Chega uma idade em que meninos e meninas querem autonomia, independência...
Chega uma idade em que meninos e meninas querem autonomia, independência e muita liberdade, não é? E se lançam mundo afora, de qualquer jeito, críticos e, acima de tudo, ousados. Nem sempre as coisas acontecem conforme programado, isso quando há algum tipo de planejamento. Pouco importa!
No fim dos anos 1960, meus irmãos e eu já tínhamos conquistado parte desta autonomia. Podíamos nos aventurar onde quiséssemos, desde que nos virássemos com comida, roupa limpa e o que mais dependesse de nós. As questões práticas eram resolvidas da forma menos trabalhosa possível. Não era preguiça, era construção da experiência somada a uma imensa vontade de fazer tudo e mais um pouco. Quem não é afoito na adolescência? Minha avó dizia que nós devíamos ir com calma, mais devagar, porque o mundo não ia acabar na próxima semana. Diminuíamos o ritmo? Nem pensar! Tínhamos pressa, criatividade e disposição para mudar o mundo, começando pelos arredores.
Num fim de semana qualquer, sem maiores pretensões, resolvemos que iríamos à fazenda, pescar. A pescaria era apenas uma desculpa esfarrapada, o que queríamos era mais provar que não precisávamos dos adultos do que ficar pendurados num barranco do rio, brigando com diminutos lambarizinhos. Comida providenciada, mochilas e tralha de pesca arrumadas, arranjamos quem nos levasse e fomos...
Almoçamos na casa da Dona Auristela, comida de roça, macarrão, arroz e feijão de fazer inveja a qualquer restaurante chique ao redor do mundo. Até porque, refeição assim, saudável, farta, bem temperada, não existia em lugar algum e nunca vai existir, porque aquele foi um tempo sem volta, como são todos os tempos bem vividos. Deixam saudade!

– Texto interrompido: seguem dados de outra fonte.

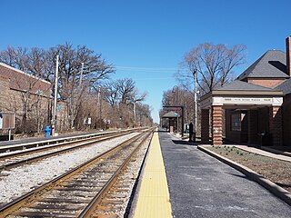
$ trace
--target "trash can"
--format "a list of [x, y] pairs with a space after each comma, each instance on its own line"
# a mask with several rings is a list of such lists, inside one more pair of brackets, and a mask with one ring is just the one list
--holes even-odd
[[45, 138], [49, 138], [51, 136], [51, 127], [46, 125], [45, 128]]

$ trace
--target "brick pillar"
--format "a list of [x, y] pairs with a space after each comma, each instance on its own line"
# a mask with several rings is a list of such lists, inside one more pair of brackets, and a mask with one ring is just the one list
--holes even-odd
[[247, 111], [247, 143], [257, 144], [257, 110]]
[[201, 110], [201, 143], [209, 144], [209, 109]]
[[272, 106], [269, 108], [269, 130], [274, 146], [282, 145], [282, 108]]
[[212, 106], [212, 144], [222, 144], [222, 106]]

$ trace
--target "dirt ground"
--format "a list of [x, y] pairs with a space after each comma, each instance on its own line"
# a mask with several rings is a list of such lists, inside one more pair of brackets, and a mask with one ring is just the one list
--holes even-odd
[[234, 146], [207, 149], [245, 165], [291, 193], [291, 163], [243, 151]]

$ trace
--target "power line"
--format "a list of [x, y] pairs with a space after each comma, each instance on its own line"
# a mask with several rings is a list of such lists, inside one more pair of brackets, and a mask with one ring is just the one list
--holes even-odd
[[135, 71], [135, 72], [151, 72], [151, 73], [176, 73], [176, 68], [153, 68], [153, 67], [135, 67], [135, 66], [115, 66], [119, 70]]

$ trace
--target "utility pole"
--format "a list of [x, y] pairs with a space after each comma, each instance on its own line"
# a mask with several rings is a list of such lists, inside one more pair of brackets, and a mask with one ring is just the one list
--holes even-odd
[[82, 63], [82, 68], [81, 68], [80, 84], [79, 84], [79, 86], [80, 86], [80, 87], [82, 87], [83, 69], [84, 69], [84, 63]]
[[100, 99], [100, 94], [101, 94], [101, 86], [98, 87], [98, 104], [99, 104], [99, 122], [100, 122], [100, 130], [102, 129], [102, 121], [101, 121], [101, 99]]
[[55, 130], [56, 125], [57, 79], [58, 79], [58, 55], [56, 55], [55, 74], [55, 99], [54, 99], [53, 122], [52, 122], [52, 136], [55, 136]]
[[197, 70], [194, 69], [195, 133], [197, 132]]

Durante a tarde, andamos sem rumo e, para encerrar o dia sem grandes complicações, decidimos que o cardápio do jantar seria sopa de pacotinho, sem grandes arrebatamentos culinários.
Findo o dia, silenciosos e de banho tomado, era hora de resolver o jantar. Como fui o primeiro a ficar pronto, minha tarefa foi colocar água para ferver no caldeirão da sopa. Resolvi terminar de ler um livro e deixei aos outros dois as orientações necessárias à complexa tarefa de despejar o conteúdo dos pacotinhos à água fervente. Em seguida, despreocupados, cada um tratou de se servir. Nada comparado ao almoço, mas com dois ingredientes bem diversos: a independência, isto é, ter preparado a própria refeição, ainda que isso significasse ter despejado um pó amarelado na água quente, e algo que seria revelado só no final, já com o fundo do caldeirão aparecendo. Foi meu irmão mais novo que notou: “sopa boa, tem até pedaços!”, o que nos estimulou a arrematar o caldo ralo. O inesperado estava ali. Num momento que ninguém notou, uma rãzinha, uma perereca, pulou no caldeirão e se deu mal, atribuindo um sabor “especial” à insossa sopa industrializada. Pois é, a vida e o fundo do caldeirão, também, costumam nos revelar surpresas, nem sempre agradáveis.